Thousands visit Shelburne tall ships
The Bluenose II docked next to the Picton Castle for the Digby Rendez-vous 2017 Tall Ships Regatta. For more on the tall ships in Digby and Shelburne,
About 4,000 visitors came to Shelburne by air, land and sea to visit the seaside town and the tall ships on Aug. 14 and 15.
Local flavours, crafts and activities complemented tours of the ships. No detail seemed to have been left out and the 14 months it took to plan the event paid off, said Darren Shupe, manager of community and economic development for the town.
Shupe said the committee wanted a schedule of events that would represent Shelburne County and the South Shore.
“We were striving for select experiences that were unique to the area,” said Shupe.
Darren Hudson’s lumberjack show, which included a chance to throw axes, was one of the events visitors could take in. The town’s ship building history was also well represented, including longboat rides, visits to the Dory Shop and historical sessions of mill building.
The guild hall hosted live local music, a fresh outdoor lobster boil and a free seafood chowder and Boxing Rock beer tasting.
Throughout Dock Street and the wharf, there were crafters and vendors set up so people could take home a bit of Shelburne to remember their visit.
In addition, Shelburne’s history came to life as an 18th-century Loyalist re-enactment regiment marched along Dock Street to shoot off muskets over the water as the tall ships loomed in the background.
‘Rolled out the red carpet’
As the ships first arrived on the morning of Aug. 14, passengers aboard the Europa were impressed to hear the welcoming sound of bagpipes played by Pat Melanson and a group of pipers to welcome them ashore.
Each ship was assigned a group of people to welcome ashore and help with any needs the ship’s crew might have. Transportation was organized to help people and supplies from one end of the wharf to the other and to send passengers to Boxing Rock Brewery and the Black Loyalist Heritage Museum for a tour.
“They really have rolled out the red carpet for us,” said Andy Burnett-Herkes, one of the passengers aboard the Europa and vessel management for the Tall Ships Bermuda. “We really appreciated the welcome we received.”
Other passengers said they were surprised by how much a small town could offer.
Shupe said he was proud of his team and the work they contributed to making this event a success.
“Everyone stepped up,” said Shupe. “As an organizer, that was the highlight for me.”
Shupe said the Waterfront Development Association left with great remarks about the event and Shupe said this will go a long way to help promote Shelburne for future events.

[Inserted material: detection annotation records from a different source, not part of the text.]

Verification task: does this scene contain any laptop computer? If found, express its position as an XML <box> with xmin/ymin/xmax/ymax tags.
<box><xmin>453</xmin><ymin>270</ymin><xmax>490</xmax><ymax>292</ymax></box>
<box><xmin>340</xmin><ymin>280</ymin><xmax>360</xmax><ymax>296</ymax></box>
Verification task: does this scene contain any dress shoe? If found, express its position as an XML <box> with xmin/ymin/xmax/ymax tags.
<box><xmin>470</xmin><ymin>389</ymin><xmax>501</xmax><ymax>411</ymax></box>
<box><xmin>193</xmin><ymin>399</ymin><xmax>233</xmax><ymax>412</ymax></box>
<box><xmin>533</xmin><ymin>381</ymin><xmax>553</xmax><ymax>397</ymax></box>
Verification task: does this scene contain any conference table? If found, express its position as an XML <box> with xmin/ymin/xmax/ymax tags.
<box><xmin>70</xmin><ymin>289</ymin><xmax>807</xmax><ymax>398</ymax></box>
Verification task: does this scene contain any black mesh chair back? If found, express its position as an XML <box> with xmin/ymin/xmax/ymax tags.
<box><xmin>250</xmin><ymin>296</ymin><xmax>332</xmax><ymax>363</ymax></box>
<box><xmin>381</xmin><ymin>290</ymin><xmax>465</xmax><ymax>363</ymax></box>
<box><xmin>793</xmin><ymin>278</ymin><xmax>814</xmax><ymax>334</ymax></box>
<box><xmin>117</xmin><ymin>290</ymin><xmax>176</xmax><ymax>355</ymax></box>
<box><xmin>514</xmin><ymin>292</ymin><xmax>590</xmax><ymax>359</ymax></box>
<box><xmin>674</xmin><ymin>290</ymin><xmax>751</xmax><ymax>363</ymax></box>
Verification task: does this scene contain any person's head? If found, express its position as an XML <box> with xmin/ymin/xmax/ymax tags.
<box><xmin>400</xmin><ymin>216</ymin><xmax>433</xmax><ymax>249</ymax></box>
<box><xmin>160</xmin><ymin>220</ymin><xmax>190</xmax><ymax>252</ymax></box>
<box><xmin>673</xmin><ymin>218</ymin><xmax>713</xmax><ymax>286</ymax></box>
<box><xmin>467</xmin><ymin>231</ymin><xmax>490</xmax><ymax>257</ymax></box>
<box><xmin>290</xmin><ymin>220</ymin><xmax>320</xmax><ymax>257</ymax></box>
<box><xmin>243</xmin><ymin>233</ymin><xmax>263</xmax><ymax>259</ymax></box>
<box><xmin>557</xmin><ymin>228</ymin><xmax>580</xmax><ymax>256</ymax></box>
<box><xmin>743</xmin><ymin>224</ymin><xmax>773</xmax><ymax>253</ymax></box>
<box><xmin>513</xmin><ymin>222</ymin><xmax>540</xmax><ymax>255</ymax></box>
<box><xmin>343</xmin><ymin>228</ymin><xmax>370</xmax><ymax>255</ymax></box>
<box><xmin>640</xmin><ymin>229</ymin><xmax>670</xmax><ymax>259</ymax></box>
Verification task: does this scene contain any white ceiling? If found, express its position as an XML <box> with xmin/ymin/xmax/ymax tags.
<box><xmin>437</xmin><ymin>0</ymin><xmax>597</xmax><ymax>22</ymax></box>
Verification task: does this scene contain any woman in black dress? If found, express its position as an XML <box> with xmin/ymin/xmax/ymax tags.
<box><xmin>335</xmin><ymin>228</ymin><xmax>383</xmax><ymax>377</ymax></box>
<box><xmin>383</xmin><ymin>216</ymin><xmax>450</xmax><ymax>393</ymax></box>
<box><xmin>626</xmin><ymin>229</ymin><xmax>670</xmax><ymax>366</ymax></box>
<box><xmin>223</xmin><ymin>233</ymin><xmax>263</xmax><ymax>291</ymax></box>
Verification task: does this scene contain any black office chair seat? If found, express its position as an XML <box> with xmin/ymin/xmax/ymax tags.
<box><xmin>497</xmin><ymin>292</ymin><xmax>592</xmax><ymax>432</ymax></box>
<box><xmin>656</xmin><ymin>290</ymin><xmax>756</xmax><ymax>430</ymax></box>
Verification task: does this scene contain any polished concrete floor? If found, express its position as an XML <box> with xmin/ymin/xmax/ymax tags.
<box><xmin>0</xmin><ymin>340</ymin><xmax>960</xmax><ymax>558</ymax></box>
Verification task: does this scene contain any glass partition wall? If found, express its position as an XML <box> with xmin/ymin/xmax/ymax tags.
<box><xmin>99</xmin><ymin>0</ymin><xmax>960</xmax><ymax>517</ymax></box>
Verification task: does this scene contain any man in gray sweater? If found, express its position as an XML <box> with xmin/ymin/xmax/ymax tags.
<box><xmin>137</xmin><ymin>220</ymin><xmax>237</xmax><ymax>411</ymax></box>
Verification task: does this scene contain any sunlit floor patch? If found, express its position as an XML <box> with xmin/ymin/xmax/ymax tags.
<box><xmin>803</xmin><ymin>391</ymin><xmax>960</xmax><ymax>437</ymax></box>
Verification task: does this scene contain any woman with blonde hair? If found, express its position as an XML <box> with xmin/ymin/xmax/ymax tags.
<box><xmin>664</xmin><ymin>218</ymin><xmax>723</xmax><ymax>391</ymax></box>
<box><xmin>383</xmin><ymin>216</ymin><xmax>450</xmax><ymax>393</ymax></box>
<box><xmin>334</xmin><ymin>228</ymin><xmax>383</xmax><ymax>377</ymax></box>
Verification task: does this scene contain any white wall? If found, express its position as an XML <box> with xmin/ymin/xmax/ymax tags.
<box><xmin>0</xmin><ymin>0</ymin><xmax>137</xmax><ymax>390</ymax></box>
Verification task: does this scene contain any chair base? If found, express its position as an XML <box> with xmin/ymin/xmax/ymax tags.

While the planning committee for the tall ship event has yet to catch their breath, Shupe said they are already looking at hosting a cruise ship visit early in the summer of 2018.
Shupe said there are expected to be about 1,200 passengers for up to a 12-hour visit.
“It is in the early stages,” said Shupe. “We will have experience through the tall ships visit to help plan an event.”
The group, he said, will learn from past errors and provide a harbour pilot for the cruise ship visit if they decide to mark Shelburne as a stopover port.
“We now have a good sense of what we can do,” said Shupe. “What is special about this place and all of the good things that will come from that.”
People relax on a bench during the tall ship tour in Shelburne.
The Darren Hudson Wild Axe Productions Lumberjack show was a hit to tourists visiting for the Tall Ship visits to Shelburne on Aug. 14 and 15.
The Shelburne Loyalist Re-enactment Society marched down Dock Street to show off a display, shooting their muskets over the water.
The chainsaw competition saw some fun results with two sturdy chairs cut for the crowd.
An outdoor boiled supper was a successful event followed by live music and fireworks.